In Review: 'Materialists,' 'Echo Valley'

Materialists
Dir. Celine Song
117 min.

It’s clear from the first moment we see Lucy (Dakota Johnson) in action that she’s good at her job. She knows exactly what to say and when to say it without sounding practiced. She’s skilled at math, too, particularly complicated calculations in which some numbers can be a little flexible while others have to stay fixed or else the whole equation falls apart. That these calculations involve single New Yorkers in search of love doesn’t seem to bother her. She has the people skills to make her clients feel heard and liked and the processing power to know when a woman who is, say, looking for a man over 6-feet-tall who takes home a salary in the high six figures might be willing to give a bit on inches or income (though probably not both). It’s this combination that’s made her a star at the Adore matchmaking service. She knows how to close a deal, at least for others.

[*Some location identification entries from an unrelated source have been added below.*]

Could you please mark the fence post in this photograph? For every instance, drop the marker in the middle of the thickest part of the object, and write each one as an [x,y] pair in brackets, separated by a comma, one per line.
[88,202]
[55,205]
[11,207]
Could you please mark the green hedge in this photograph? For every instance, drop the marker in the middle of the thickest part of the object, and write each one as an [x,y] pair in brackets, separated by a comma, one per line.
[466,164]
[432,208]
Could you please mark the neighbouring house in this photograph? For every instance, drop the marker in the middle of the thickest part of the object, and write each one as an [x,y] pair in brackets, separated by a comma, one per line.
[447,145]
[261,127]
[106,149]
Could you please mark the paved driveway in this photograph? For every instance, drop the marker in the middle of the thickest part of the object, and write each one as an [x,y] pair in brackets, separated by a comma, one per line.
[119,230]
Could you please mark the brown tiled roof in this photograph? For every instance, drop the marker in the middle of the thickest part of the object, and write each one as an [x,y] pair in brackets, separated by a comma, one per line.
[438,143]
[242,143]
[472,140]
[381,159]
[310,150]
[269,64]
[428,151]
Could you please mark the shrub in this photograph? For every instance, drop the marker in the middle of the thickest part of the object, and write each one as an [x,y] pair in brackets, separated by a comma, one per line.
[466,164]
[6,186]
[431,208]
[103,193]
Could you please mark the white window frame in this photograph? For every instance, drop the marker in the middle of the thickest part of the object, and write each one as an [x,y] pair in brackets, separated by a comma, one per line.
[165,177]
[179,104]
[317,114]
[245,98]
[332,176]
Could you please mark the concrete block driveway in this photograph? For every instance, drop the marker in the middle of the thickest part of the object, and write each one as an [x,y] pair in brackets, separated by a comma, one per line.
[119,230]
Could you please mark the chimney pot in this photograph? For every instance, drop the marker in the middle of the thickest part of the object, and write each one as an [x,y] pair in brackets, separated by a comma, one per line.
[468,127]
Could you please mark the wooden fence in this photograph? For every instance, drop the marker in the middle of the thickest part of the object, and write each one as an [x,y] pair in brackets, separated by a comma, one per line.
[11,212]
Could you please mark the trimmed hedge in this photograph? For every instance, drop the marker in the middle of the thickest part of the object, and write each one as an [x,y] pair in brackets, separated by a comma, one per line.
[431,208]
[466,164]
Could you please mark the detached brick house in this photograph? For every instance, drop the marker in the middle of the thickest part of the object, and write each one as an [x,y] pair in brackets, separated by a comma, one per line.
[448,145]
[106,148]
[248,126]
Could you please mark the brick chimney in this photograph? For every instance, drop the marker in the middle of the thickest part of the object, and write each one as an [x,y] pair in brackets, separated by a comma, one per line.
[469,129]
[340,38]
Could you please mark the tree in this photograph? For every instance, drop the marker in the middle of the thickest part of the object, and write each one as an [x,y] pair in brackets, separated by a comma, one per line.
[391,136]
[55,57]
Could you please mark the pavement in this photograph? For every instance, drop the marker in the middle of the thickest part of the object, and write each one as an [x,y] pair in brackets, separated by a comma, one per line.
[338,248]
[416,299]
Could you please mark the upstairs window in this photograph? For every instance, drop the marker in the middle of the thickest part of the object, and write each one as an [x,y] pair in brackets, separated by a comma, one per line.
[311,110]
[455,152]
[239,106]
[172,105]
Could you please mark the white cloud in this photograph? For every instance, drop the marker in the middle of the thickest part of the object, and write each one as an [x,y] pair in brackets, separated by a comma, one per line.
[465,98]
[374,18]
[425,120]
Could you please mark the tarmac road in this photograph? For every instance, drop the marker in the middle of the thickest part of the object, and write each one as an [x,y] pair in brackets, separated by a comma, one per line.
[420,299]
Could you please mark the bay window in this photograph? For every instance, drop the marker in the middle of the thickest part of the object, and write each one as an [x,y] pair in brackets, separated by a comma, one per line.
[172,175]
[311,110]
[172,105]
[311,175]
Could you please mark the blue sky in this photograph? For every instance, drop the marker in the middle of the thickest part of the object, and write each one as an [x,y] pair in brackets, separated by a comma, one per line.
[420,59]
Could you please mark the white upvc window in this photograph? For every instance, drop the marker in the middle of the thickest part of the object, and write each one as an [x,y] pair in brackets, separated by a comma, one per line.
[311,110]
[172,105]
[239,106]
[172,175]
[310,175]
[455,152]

Past Lives director Celine Song’s second film, inspired by her own stint working as a matchmaker, flirts with then rejects committing to a couple of clichés. That Lucy has an uncanny knack for finding love for others but seemingly no interest in securing it for herself plays less like a gimmicky bit of dramatic irony than a professional hazard. When pressed, Lucy says she simply wants to marry rich, as if her on-the-job experience has taught her wealth and security might not assure true love, but it’s the least risky of all available options. When the film presents her with two love interests—one rich, one poor—it appears to be assembling the pieces of a love triangle, but the unusual angles don’t allow it to assume a pleasingly familiar shape.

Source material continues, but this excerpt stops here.